Conv Block Model This paper explored four convolutional depths: 9, 17, 29, 49 (determined by summing the number of blocks with 64, 128, 256 and 512 filters, with each block containing two convolutional layers). The observed outcomes is that the very deep network architectures performs better than the more shallower architectures. In addition, those datasets with much more training samples (i.e. 3 million) markedly increased performance. When the depth was increased from 9 to 49 layers, performance began dropping. Although when using ‘shortcut’ connections in order to solve for the vanishing gradient issue, slightly improved results were observed across all depths.

A number of datasets were tested that ranged from 120K to 3.6M instances and with classes between 2 to 14. Notable conclusions were as follows: (1) Depth improves performance – as the network depth increased, the test errors decreased on all data sets (e.g. going from depth 9 to 29 reduced the error rate by 1% when using the Amazon dataset – 3 million samples) (2) Going too deep degrades performance – gain in performance due to depth is limited; when the depth increases too much the accuracy of the model gets ‘saturated’ and starts to degrade rapidly, primarily due the challenge of optimizing a very deep model and also due to the gradient vanishing problem. However, this limitation can be overcome by ‘shortcut’ connections between convolutional blocks that allow the gradients to flow more easily in the network.

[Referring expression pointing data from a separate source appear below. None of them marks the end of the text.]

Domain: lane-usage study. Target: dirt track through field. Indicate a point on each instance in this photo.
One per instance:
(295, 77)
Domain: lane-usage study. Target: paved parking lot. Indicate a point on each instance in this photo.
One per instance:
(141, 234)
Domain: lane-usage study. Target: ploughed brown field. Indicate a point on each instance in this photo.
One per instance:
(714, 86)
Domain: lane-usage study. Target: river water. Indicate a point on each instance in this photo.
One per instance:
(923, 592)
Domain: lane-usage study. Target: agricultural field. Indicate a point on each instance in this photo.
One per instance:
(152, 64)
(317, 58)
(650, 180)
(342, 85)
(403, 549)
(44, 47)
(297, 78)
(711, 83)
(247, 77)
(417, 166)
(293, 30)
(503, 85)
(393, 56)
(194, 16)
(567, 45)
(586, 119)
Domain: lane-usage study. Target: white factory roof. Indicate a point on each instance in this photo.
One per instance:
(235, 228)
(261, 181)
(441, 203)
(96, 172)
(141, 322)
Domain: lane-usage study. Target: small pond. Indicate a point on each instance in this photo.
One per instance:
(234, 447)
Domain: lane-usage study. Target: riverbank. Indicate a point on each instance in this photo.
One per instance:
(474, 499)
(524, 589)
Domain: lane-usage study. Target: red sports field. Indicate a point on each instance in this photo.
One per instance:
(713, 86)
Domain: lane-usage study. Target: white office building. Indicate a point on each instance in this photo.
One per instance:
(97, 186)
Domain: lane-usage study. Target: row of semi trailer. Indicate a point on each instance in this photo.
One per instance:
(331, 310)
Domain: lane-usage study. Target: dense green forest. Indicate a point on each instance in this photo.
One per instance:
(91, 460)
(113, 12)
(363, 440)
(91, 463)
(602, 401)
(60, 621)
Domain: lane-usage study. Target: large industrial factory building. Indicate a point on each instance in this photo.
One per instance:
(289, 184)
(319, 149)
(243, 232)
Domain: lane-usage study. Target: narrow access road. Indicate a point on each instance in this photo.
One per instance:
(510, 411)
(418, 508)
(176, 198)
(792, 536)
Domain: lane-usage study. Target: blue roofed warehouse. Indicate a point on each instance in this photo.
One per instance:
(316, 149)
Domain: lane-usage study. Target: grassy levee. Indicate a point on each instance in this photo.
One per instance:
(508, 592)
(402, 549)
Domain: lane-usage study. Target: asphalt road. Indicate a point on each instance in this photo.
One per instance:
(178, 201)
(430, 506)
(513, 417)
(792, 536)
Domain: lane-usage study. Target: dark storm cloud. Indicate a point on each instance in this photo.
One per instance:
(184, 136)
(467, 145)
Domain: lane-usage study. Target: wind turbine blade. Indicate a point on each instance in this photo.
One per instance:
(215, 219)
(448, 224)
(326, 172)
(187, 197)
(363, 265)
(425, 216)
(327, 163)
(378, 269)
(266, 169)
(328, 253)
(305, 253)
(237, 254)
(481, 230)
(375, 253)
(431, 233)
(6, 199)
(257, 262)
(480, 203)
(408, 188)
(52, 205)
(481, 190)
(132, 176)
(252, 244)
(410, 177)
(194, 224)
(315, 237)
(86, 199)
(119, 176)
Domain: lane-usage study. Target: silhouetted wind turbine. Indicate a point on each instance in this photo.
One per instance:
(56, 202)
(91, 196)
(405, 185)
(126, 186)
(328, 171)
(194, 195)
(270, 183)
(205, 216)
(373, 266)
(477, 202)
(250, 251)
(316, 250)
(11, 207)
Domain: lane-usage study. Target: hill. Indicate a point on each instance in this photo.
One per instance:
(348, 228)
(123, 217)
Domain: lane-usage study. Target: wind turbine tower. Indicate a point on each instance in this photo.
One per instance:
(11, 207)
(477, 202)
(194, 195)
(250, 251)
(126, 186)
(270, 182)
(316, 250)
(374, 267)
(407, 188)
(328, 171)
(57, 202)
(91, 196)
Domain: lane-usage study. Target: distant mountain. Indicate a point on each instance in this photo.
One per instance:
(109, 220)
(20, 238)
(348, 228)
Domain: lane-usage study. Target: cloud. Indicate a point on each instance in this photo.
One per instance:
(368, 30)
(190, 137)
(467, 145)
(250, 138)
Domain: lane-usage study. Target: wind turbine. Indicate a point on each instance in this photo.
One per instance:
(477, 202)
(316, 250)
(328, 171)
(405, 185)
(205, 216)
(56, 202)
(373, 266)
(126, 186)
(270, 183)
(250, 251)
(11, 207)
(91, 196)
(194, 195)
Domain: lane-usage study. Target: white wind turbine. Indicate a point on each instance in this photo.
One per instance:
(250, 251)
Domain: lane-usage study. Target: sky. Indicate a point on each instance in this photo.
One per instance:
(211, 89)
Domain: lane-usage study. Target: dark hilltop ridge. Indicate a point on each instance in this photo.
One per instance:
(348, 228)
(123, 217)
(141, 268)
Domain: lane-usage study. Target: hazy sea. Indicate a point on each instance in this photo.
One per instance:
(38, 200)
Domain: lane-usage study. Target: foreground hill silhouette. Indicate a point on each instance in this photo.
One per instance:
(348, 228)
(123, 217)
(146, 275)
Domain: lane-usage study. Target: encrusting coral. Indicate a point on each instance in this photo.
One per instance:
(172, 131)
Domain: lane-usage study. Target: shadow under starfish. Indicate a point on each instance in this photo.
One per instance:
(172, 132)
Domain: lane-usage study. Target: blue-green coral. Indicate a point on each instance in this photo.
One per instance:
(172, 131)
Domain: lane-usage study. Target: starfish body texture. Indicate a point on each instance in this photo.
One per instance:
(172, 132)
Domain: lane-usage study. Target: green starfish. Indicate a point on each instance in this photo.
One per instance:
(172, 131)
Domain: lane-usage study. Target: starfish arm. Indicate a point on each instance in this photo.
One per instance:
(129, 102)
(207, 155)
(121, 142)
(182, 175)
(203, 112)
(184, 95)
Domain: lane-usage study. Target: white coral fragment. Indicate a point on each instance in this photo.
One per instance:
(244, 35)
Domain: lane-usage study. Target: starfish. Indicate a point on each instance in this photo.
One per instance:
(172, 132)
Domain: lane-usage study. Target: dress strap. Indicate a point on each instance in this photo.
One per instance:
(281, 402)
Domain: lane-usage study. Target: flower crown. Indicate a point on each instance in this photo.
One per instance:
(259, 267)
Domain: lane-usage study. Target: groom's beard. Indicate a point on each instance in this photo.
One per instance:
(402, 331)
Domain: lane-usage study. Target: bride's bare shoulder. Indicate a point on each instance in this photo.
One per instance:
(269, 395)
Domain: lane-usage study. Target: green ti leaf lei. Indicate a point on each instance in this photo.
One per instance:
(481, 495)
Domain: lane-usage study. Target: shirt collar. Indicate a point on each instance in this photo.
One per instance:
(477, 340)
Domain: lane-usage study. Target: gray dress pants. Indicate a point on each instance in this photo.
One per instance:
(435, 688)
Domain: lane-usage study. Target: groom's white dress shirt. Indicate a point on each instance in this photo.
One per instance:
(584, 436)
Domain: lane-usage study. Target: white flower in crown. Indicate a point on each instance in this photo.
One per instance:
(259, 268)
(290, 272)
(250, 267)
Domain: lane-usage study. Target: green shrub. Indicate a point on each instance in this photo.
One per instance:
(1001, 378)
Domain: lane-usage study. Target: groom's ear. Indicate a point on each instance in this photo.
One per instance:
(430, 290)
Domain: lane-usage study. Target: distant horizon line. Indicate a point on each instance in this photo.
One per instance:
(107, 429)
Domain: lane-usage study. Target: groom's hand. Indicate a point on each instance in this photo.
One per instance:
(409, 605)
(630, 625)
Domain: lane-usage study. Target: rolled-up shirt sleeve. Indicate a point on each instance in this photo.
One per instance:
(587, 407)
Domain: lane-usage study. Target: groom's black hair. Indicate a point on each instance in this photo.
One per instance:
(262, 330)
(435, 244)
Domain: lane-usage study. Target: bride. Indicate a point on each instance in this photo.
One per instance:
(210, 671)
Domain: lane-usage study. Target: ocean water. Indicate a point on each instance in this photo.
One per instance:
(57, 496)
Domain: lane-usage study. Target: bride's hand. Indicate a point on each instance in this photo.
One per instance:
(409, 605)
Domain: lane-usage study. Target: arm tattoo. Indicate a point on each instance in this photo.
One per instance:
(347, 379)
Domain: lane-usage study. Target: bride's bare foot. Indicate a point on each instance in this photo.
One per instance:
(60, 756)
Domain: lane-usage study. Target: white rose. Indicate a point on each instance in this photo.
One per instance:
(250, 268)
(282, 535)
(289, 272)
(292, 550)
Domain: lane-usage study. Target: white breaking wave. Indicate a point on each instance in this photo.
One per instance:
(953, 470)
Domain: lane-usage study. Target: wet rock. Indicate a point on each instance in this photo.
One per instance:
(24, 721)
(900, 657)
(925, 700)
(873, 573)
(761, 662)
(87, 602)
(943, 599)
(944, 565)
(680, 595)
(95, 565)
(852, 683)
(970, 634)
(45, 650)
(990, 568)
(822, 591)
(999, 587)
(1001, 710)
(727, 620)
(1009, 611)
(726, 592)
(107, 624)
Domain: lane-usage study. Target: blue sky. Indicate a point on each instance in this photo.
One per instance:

Our proposal is to replicate this implementation and to determine if whether a focus on data preprocessing will provide additional incremental improvements to overall accuracy. Our approach is to use the Yelp data (same as one of the datasets used in the original research study) and to evaluate data to determine it's effectiveness on sentiment analysis (i.e. polarity) and classification (5 classes in total). While the original study used roughly 600k data samples, given resource limitations this study using roughly 60k but baselining the original implementation and basing incremental improvements on that baseline. (Note that the original paper reports results of 94% for polarity and 62.7% for the classification exercise on this dataset). Preprocessing is mainly focused on the traditional data text normalizing steps (i.e. lowercasing, stemming, lemmatizing, etc.) but also incorporating other aspects such as focusing on specific parts-of-speech tags while filtering out others or adding additional features using positive and negative word banks. The results of additional preprocessing steps resulted in the incremental benefits, as below:

Prepration Result

As indicated, given resource limitations, the first result in Table 1 serves as our baseline to determine whether any incremental improvements have been made. Additional two use cases focuses on specific preprocessing techniques, which resulted in roughly 4-5% accuracy gains for both the sentiment / polarity exercise and for the 5-class classification problem, which is quite significant in the text processing domain.

Conclusion and Future Direction

The results of additional preprocessing were promising as the Table 1 illustrates and even at that with using traditional approaches with low complexity. A notable outcome of this study is that while the solution architecture has been the central focus of innovating improvements in the text processing space. Additional focus on determining whether additional, possibly more complex, preprocessing techniques may be well-placed when paired with effective solution architectures in order to further enhance performance by yielding additional, incremental benefit in performance.